I pescatori tarantini che emigrarono nel 1800 le esportarono anche in città come La Spezia. Altri allevamenti di notevoli dimensioni si trovano nel territorio di Cagnano Varano, nel Gargano[5].
Molte sono le ricette gastronomiche per la cottura[6] (per sommi capi):
in padella con vino bianco ed aromi vari, inclusi i gusci da gettare prima di servire
come componente di spiedini
fritti in pastella
gratinati in forno con prezzemolo, aglio ed olio di oliva
e numerosi altri:
In ogni caso nella cottura i mitili devono necessariamente aprirsi in modo tale da far fluire il calore nel cuore del mollusco uccidendo tutti i batteri, il che richiede idoneo tempo.
Denominazioni e tradizioni nelle regioni italiane
Nel Centro-Sud, il termine "cozza" ha assunto recentemente un'accezione gergale e metaforica, di probabile provenienza romanesca, connotante una donna o ragazza decisamente brutta.

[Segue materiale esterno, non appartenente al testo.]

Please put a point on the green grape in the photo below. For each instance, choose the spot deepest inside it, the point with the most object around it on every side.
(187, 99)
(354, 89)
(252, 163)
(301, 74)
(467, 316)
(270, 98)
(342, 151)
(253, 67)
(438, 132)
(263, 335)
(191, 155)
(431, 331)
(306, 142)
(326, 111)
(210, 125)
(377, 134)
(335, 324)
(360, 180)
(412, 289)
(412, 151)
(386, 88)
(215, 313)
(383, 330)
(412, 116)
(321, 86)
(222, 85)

In Campania, nel gergo dialettale corrente si pronunicia anche kòzzeca; in particolare a Napoli, il termine cozza o kòzzeca viene anche usato per connotare una donna di bassa cultura, rivelata dal particolare utilizzo di gergo troppo semplice e ricco di accenti tonici errati (computér invece di compùter). Sinonimi più arcaici dello stesso nome sono vaiassa, vasciaiola e vastasa. Il corrispettivo maschile, però, non è cozzo, ma cuozzo.

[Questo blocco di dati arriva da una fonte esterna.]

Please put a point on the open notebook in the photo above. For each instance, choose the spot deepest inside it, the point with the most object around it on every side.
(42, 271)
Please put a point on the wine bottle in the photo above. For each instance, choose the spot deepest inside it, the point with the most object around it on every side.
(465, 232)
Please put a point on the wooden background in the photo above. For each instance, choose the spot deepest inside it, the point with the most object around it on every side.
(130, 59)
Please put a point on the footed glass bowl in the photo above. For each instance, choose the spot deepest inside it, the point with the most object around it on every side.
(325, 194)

Ad Ancona, alle pendici del Monte Conero, il mitilo viene chiamato mòsciolo. Il mosciolo selvatico di Portonovo cresce tra il quartiere del Passetto e la spiaggia dei Sassi Neri di Sirolo ed è considerato un presidio di bio-sociodiversità dal Comune e dalla Provincia di Ancona. Il guscio del mòsciolo è caratterizzato da uno spesso strato di concrezioni ed è tradizione degli anconetani raccoglierlo sul fondale "facendo i fiati", ovvero in apnea. Il sapore del mòsciolo è più intenso di quello dei mitili d'allevamento.
A La Spezia, ove la tradizione della coltivazione risale alla fine del 1800, il termine locale per indicare i mitili è "muscoli".

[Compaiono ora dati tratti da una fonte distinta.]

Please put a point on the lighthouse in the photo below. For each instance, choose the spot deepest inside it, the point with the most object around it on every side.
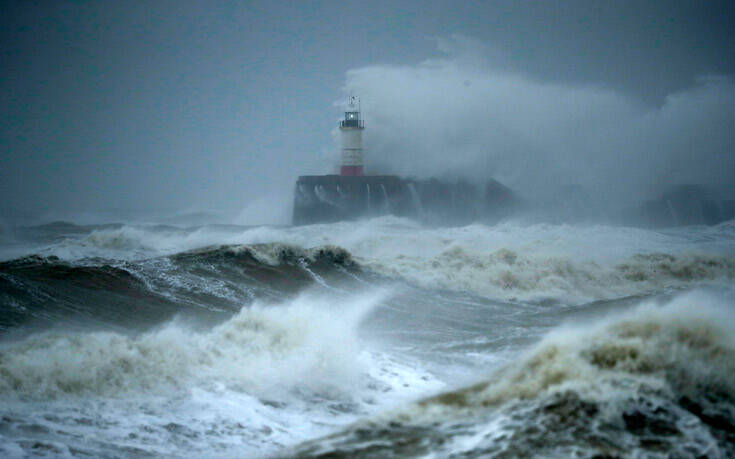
(351, 128)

In alcune zone della Sicilia le cozze vengono chiamate Cozzole di Messina; anche se effettivamente questo nome specificherebbe semplicemente i mitili provenienti dagli allevamenti situati in prossimità dello stretto (orientativamente caratterizzati da un sapore più deciso rispetto a quelli delle altre zone) il senso di questa definizione si è poi allargato facendo sì che con la parola cozzola si possano intendere vari tipi di mitili e concozzola di Messina le cozze vere e proprie.
Nei dialetti veneti il mitilo viene chiamato peocio o pedocio (generando, in quest'ultimo caso, omonimia con il termine dialettale per pidocchio).
Nel dialetto di Comacchio le cozze vengono chiamate "denti di vecchia".